Я медленно встал, подошел к столу, взглянул на лежащую тетрадку, зашел на кухню, поморщился от пустоты, вернулся к столу и сел. Взяв ручку, я уединился в свои мысли, думая о всяком, придумывая новое для себя и отстраняясь от этого чудесного мирного утра…

Прошло немало времени. Оказывается, мне многое есть, что сказать и, тем более, написать. Но рука, долго не писавшая, уже не поднималась. Я открыл дверь и вышел на улицу. Самый ленивый день. Плотные облака, похожие на кудри овец, делали сегодня еще более тягучим и медлительным. Я еще немного постоял и поглядел в разные стороны. Прохожих можно было по пальцам пересчитать. Мимо проезжали машины, которые являлись чудом света в Пивоварне. Думая, что же мне делать тут, я в очередной раз взглянул наверх.
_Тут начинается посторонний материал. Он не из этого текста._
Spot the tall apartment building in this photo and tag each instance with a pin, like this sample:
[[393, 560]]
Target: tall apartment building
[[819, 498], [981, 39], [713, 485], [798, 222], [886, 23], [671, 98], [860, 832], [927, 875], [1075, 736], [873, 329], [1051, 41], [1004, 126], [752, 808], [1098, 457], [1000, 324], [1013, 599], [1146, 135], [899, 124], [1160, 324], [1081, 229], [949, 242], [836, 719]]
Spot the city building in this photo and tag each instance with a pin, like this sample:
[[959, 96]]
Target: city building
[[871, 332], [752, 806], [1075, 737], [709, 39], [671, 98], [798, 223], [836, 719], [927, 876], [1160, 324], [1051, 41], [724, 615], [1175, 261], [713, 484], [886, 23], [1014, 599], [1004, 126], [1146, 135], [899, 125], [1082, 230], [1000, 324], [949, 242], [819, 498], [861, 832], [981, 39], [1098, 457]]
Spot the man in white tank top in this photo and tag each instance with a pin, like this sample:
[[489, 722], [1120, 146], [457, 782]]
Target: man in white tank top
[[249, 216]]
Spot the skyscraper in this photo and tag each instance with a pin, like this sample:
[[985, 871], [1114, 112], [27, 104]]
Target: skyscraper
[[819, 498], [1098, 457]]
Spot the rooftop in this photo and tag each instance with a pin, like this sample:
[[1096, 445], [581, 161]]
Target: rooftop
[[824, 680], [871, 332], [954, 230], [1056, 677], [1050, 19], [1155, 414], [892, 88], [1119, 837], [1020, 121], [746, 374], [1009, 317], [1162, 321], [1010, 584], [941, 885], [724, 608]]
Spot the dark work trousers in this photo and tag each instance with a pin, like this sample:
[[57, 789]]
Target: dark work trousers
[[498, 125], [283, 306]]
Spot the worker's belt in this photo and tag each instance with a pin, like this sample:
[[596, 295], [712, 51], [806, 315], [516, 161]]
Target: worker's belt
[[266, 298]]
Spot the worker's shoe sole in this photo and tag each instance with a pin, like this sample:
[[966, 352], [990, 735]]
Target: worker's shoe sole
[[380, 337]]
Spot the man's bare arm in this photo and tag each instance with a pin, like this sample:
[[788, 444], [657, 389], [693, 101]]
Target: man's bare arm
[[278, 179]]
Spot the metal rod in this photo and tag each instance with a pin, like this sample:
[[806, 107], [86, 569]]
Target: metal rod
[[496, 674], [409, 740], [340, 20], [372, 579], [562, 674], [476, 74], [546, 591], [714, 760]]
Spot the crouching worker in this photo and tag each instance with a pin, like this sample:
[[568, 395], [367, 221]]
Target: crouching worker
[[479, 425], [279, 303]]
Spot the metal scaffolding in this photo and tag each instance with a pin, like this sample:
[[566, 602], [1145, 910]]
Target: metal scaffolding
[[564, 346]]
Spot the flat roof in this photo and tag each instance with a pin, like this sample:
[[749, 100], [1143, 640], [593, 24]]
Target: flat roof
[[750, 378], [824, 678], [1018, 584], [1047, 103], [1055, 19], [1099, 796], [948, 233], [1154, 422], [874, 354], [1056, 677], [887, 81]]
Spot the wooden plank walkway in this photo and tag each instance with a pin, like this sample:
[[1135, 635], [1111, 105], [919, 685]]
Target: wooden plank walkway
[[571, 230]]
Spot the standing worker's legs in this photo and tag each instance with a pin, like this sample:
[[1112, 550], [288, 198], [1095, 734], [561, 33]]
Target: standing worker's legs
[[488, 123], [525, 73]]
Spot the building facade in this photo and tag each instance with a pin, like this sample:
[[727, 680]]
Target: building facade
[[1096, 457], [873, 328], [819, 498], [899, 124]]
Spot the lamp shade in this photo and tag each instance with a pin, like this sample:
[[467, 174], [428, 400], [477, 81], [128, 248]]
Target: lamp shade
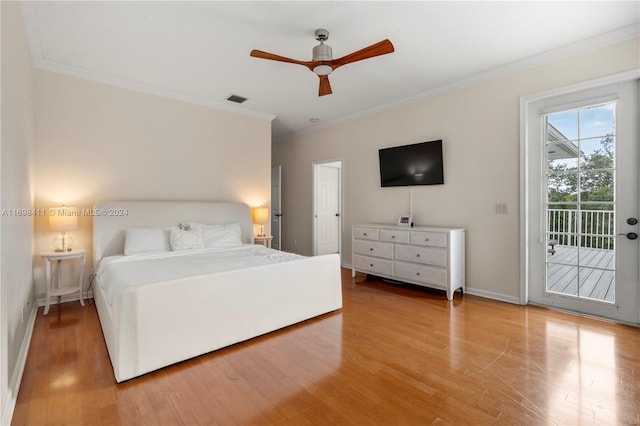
[[260, 215], [63, 219]]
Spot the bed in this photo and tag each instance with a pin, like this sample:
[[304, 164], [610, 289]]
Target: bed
[[166, 319]]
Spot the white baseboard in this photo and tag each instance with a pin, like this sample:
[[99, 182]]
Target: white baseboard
[[63, 299], [9, 403], [491, 295]]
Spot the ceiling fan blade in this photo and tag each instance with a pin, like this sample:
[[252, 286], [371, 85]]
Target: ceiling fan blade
[[380, 48], [325, 86], [266, 55]]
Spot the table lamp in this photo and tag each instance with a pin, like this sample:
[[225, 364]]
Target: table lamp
[[63, 219], [260, 217]]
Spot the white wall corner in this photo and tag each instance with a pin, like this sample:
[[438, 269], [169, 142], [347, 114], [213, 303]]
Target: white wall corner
[[10, 399]]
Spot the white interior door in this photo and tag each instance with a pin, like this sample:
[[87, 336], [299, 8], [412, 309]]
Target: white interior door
[[584, 202], [327, 208], [276, 206]]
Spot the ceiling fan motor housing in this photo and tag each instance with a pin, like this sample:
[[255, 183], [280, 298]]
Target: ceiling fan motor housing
[[322, 52]]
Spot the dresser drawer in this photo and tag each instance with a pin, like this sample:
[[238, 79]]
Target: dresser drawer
[[374, 248], [425, 238], [365, 233], [373, 265], [421, 273], [434, 256], [394, 236]]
–Сонный день,– рядом со мной стоял Алексей и так же смотрел на небо.

–Облака как всегда красивые.

–Правда, Солнца не видно. Это обидно.

–Иногда ему тоже нужен выходной. Какая же судьба свела нас?

–Давно хотел наведаться к вам. Дело есть. Думаю, вы мне поможете.

–Вы так самоуверенны.

–Моя самоуверенность спасает жизни.

–Тогда вы самый скромный человек на свете.

Молчание…

–Извините. В моем доме довольно пусто и уныло. Куда приятнее будет обсудить все в каком-нибудь заведении или ресторане, а лучше у вас.
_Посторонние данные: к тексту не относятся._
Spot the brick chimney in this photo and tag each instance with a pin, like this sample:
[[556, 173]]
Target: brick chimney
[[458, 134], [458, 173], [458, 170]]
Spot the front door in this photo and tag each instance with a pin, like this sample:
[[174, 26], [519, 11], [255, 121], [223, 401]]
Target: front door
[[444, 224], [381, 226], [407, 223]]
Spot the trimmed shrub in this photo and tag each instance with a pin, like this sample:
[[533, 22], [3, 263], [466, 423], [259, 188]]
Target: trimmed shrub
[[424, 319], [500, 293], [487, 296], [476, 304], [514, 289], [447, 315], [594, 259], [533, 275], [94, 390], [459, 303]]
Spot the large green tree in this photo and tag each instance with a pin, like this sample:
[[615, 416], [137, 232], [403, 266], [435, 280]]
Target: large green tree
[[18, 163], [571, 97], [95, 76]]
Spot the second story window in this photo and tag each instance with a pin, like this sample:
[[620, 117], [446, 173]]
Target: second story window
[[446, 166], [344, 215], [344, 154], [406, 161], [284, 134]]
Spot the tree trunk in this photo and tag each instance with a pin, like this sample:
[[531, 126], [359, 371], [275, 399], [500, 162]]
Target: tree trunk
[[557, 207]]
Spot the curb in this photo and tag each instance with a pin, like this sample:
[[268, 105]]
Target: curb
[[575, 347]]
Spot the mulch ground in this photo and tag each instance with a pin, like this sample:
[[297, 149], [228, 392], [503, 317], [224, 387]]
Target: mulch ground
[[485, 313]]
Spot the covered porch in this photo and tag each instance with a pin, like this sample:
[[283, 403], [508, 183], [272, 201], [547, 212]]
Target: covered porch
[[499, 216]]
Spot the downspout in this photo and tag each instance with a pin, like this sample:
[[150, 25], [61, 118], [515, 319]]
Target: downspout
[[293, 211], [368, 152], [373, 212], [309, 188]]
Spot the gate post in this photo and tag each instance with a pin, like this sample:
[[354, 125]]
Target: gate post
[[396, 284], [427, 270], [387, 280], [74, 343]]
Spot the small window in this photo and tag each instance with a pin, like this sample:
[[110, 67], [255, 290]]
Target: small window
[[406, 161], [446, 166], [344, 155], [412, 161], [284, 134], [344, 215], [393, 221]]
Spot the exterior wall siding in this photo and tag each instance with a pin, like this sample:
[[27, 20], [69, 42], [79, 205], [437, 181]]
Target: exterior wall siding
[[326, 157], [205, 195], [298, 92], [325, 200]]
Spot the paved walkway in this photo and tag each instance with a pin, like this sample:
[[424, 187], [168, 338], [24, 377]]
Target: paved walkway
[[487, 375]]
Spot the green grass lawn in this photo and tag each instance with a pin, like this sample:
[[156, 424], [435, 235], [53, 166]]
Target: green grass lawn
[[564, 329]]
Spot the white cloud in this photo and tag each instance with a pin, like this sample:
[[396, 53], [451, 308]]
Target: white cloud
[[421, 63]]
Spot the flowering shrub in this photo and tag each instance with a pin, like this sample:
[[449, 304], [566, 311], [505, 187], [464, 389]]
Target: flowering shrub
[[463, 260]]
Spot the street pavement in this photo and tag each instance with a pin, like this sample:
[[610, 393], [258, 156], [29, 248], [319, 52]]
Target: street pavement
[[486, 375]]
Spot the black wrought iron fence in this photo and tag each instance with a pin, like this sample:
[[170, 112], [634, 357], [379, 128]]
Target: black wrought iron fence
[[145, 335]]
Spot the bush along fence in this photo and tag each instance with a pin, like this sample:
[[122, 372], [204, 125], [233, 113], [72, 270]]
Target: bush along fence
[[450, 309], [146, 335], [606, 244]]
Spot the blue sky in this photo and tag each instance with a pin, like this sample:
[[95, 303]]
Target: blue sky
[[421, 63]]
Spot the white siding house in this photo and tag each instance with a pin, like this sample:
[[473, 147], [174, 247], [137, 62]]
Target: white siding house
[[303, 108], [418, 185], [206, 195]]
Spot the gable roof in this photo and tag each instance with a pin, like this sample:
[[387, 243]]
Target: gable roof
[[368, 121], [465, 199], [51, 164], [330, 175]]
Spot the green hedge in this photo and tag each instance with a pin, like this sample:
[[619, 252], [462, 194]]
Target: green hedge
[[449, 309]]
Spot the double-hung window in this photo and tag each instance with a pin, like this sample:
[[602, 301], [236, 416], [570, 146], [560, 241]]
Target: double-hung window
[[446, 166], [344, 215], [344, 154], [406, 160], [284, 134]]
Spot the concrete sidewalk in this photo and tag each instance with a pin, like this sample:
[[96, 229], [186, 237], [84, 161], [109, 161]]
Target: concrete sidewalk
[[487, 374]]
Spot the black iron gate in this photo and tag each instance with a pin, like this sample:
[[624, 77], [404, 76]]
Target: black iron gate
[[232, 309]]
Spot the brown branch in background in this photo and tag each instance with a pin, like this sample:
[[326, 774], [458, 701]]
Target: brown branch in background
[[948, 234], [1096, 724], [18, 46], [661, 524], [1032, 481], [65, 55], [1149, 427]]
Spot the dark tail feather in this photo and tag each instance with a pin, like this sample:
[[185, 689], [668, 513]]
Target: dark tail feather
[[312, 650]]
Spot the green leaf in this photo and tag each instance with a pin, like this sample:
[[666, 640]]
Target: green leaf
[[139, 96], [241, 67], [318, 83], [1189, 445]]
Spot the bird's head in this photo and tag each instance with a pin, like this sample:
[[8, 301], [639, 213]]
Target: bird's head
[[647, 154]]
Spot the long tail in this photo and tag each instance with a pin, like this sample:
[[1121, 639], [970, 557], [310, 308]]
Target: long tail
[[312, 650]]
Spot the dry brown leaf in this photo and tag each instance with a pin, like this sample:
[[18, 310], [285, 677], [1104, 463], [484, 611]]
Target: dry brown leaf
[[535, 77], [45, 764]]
–У меня, пожалуй, не стоит. С идеей о ресторане я с вами согласен.

–Заодно и позавтракаем.

–Пообедаем,– поправил меня следователь.

–Уже так поздно?

–Судя вашему удивлению, да, довольно поздно.
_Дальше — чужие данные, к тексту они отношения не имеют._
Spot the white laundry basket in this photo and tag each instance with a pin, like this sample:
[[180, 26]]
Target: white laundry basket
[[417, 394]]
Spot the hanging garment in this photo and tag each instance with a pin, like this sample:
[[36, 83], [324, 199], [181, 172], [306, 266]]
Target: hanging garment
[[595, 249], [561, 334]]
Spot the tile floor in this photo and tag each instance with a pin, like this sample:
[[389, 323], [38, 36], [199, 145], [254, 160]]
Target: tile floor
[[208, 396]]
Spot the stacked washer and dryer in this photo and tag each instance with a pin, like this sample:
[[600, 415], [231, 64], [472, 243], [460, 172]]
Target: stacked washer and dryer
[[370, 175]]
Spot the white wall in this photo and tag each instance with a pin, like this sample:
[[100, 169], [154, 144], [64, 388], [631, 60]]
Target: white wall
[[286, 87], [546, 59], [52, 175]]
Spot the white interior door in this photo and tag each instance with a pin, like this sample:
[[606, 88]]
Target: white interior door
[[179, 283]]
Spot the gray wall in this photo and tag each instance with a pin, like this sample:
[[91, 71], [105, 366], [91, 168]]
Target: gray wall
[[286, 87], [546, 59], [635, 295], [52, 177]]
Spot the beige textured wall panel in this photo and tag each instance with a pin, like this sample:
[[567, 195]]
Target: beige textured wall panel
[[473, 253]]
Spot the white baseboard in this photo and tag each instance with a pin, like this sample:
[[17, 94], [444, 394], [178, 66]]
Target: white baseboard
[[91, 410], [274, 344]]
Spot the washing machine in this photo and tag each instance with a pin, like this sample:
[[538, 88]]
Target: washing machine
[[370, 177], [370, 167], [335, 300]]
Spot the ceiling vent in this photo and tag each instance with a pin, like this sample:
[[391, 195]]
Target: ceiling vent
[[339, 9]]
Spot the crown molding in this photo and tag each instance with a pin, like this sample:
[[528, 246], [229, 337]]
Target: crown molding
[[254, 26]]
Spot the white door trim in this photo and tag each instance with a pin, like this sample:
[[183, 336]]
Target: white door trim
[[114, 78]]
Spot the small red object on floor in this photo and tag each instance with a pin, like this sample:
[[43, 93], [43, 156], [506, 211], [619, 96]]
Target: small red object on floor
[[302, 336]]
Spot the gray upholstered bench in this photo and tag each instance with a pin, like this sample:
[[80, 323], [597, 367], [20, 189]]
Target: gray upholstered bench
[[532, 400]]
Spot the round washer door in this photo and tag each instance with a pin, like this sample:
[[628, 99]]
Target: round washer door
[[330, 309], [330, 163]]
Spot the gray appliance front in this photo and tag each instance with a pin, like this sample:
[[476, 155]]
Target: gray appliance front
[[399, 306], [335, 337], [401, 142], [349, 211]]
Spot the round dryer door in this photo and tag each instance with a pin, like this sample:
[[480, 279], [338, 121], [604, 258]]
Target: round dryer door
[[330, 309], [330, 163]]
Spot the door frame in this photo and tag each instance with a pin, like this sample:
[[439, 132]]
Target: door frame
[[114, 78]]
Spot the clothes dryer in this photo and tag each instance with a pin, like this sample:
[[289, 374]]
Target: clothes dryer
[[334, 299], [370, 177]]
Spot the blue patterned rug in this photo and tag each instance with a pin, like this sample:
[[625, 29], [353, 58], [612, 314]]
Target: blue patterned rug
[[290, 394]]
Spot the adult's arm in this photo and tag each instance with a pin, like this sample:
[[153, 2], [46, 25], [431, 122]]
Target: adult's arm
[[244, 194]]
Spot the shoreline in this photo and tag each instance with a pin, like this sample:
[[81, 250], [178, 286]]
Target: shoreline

–Что ж, тогда и позавтракаем заодно.

–Вы не любите терять время.

–Как раз-таки наоборот. Я его раздариваю всем подряд. Пойдемте?

–Давайте. Куда вам угодно?

–Угодно зайти в первую попавшуюся забегаловку,– я опустил голову и посмотрел на Алексея. Он уже давно разглядывал меня.

–Разумеется,– он повернулся в сторону Площади.

–Постойте. Давайте в другую сторону. Мне уже осточертело ходить этим путем.

–Все, что вам угодно.

–Благодарю.

Мы молча шли по проспекту одни. Это было так странно, что целая улица была свободной, а единственные два человека, что беспечно ходили по холодной плитке, шагали рядом друг с другом, казавшиеся стесненными этим узким тротуаром. Вывеска не заставила себя долго ждать. Мы зашли в довольно большой ресторан, где людей было тоже немало. Это немного удивило меня. К нам подошел метрдотель и предложил столик. Когда мы уселись, я почувствовал на себе пристальный взгляд, однако стоило мне взглянуть на Алексея, как его лицо тут же стало привычно-приторным.

–Ну, что, к делу?– он положил свои руки на стол, скрестив пальцы.

–На голодный желудок?– недовольно ответил я.

–Когда вы голодны, в вас больше напряжения, и мне легче вести допрос на натянутых нервах.

–Странная у вас методика, но я слушаю.

–Вам что-нибудь известно о смерти Ньепса?

–Нет,– я сразу же попытался солгать, не тратя на раздумья ни секунды.

–Не врите, сразу говорю. Это все испортит. Я неоднократно видел вас входящим в фотоателье Ньепсов,– Алексей еще пристальнее взглянул на меня. Это был серьезный промах.

–Хорошо, понимаю, просто небольшая паника. Не каждый день тебя допрашивают.

–Нужно адаптироваться к неожиданностям. К делу.

–Особенно к тем, что ни разу с вами не случались,– мои попытки тянуть разговор были жалкими.

–Так каков ваш ответ?

–Да, я знаю про смерть Ньепса.

–Как много вы знаете?

–Он умер от сердечного приступа, если я не ошибаюсь.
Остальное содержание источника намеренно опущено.